Why stop at three?
This is the same fallacious reasoning as the minimum wage argument. Why stop at whatever arbitrary number one’s reached? Why not just a little bit more?
His logic rests on the idea that workers “are more productive after their batteries are recharged.” So productive these workers would be that it would “compensate employers for the cost of hiring additional workers to cover for everyone’s three weeks’ vacation time.” He also explains it would make workers healthier, which in turn “translates into more productive workers, fewer sick days, less absenteeism. And lower health care costs.”
Of course, he adds: “It’s also a win for the economy.” Like a broken window that stimulates economic growth by getting that money circulated!
Because, you see, the per-worker output would be so improved that it would be “enough to compensate employers for the cost of hiring additional workers to cover for everyone’s three weeks’ vacation time.” Amazing! (But if the workers are so much more productive, why would others need to cover their downtime…?)
And he finishes with a flourish:
"In other words, a three-week minimum vacation is a win-win-win — good for workers, good for employers, and good for the economy."
Wow. Sounds like a truly magical idea. Good ol’ something-for-nothing. It’s nice to have central planners who can come up with these things.
Now I’d hate to rain on the gumdrop and rainbow parade, but if simply extending greater vacation time was such a win-win-win, why don’t employers do so now? (Edit: That is, of those employees who do not currently receive such benefits, why don’t employers do so? I thought this was clear, in the same sense that a minimum wage mandate wouldn’t directly affect those workers already paid above the minimum, which are a majority of workers. See more at my response to the comment below.) Aren’t these capitalists irredeemably greedy? Yet if what Reich claims is true - that productivity rises when laborers enjoy greater vacation time - then their greed would compel them to offer more vacation time.
I suppose the solution to that conundrum might be that these greedy employers are also ignorant, unaware of this untapped potential for greater profits. (After all, it took a brilliant polymath like Robert Reich to think up the idea!) But if that’s the case, then why must the state mandate this activity? All Reich has to do is show these employers how much more money they’d make if they’d just pay people to do nothing. In fact, Reich can lead by example: he can give his cleaning lady, his gardeners, and all the other people he employs free vacation time. He practices what he preaches by paying them to take time off. Once he demonstrates how much more productive his various employees are, and in turn how much more well off he is, those greedy capitalists will no doubt scurry to follow suit.

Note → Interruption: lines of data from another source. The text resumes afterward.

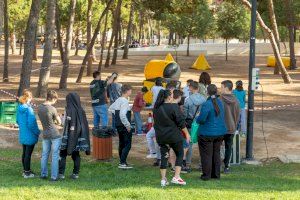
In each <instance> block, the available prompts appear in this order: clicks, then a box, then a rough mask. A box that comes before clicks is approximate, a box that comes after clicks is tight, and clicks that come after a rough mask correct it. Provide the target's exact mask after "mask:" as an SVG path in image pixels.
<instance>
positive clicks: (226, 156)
mask: <svg viewBox="0 0 300 200" xmlns="http://www.w3.org/2000/svg"><path fill="white" fill-rule="evenodd" d="M232 88H233V83H232V81H230V80H225V81H223V82H222V83H221V94H222V95H221V100H222V101H223V104H224V110H225V122H226V127H227V133H226V135H224V142H225V158H224V165H225V167H224V173H229V172H230V171H229V162H230V159H231V148H232V143H233V137H234V135H235V132H236V130H237V126H238V123H239V116H240V105H239V102H238V100H237V99H236V97H235V96H234V95H233V93H232Z"/></svg>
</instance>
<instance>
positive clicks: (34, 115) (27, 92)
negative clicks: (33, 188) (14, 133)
mask: <svg viewBox="0 0 300 200" xmlns="http://www.w3.org/2000/svg"><path fill="white" fill-rule="evenodd" d="M31 100H32V93H31V92H30V91H28V90H25V91H24V93H23V95H22V96H21V97H20V98H19V103H20V104H19V105H18V108H17V124H18V125H19V143H20V144H21V145H22V147H23V153H22V165H23V177H24V178H33V177H34V176H35V174H34V173H33V172H32V171H31V167H30V166H31V155H32V152H33V149H34V146H35V144H36V143H37V142H38V139H39V134H40V130H39V128H38V125H37V122H36V118H35V115H34V111H33V109H32V107H31V105H30V102H31Z"/></svg>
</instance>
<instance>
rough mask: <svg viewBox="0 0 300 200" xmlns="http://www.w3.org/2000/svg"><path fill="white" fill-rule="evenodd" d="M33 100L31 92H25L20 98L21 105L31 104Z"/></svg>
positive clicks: (26, 90) (27, 90) (27, 91)
mask: <svg viewBox="0 0 300 200" xmlns="http://www.w3.org/2000/svg"><path fill="white" fill-rule="evenodd" d="M31 100H32V93H31V92H30V91H29V90H24V92H23V95H22V96H21V97H20V98H19V102H20V103H21V104H26V103H28V104H29V103H30V102H31Z"/></svg>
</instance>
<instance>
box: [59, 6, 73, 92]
mask: <svg viewBox="0 0 300 200" xmlns="http://www.w3.org/2000/svg"><path fill="white" fill-rule="evenodd" d="M75 8H76V0H71V2H70V8H69V16H70V17H69V20H68V28H67V36H66V44H65V50H64V59H63V69H62V73H61V77H60V82H59V89H66V88H67V80H68V76H69V65H70V51H71V46H72V37H73V25H74V18H75Z"/></svg>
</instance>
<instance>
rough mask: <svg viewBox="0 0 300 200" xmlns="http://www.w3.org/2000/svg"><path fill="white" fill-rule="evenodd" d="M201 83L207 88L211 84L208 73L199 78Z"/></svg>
mask: <svg viewBox="0 0 300 200" xmlns="http://www.w3.org/2000/svg"><path fill="white" fill-rule="evenodd" d="M199 83H202V84H203V85H205V86H207V85H210V84H211V79H210V75H209V74H208V73H207V72H202V73H201V75H200V78H199Z"/></svg>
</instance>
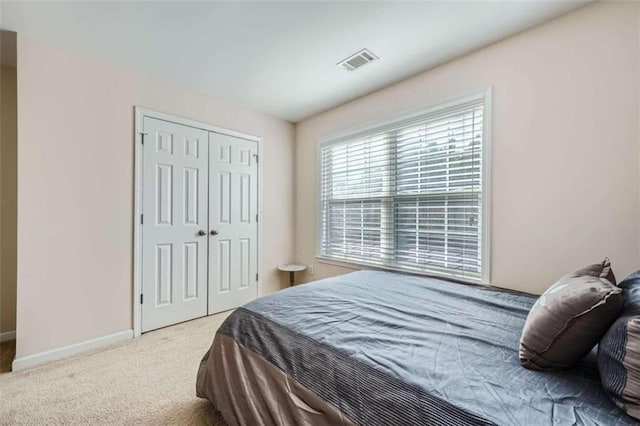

Of course, there is another option: that this idea is merely yet another iteration of the same, tired socialistic notion that disregards the incentives that drive human action (and thus cooperation, innovation, and progress). It could be that Reich’s idea that universally mandated vacations more than pay for themselves, in short, is pure, unadulterated nonsense.
Though how can that be? Reich just came back from a three-week vacation… wouldn’t he be at his most productive?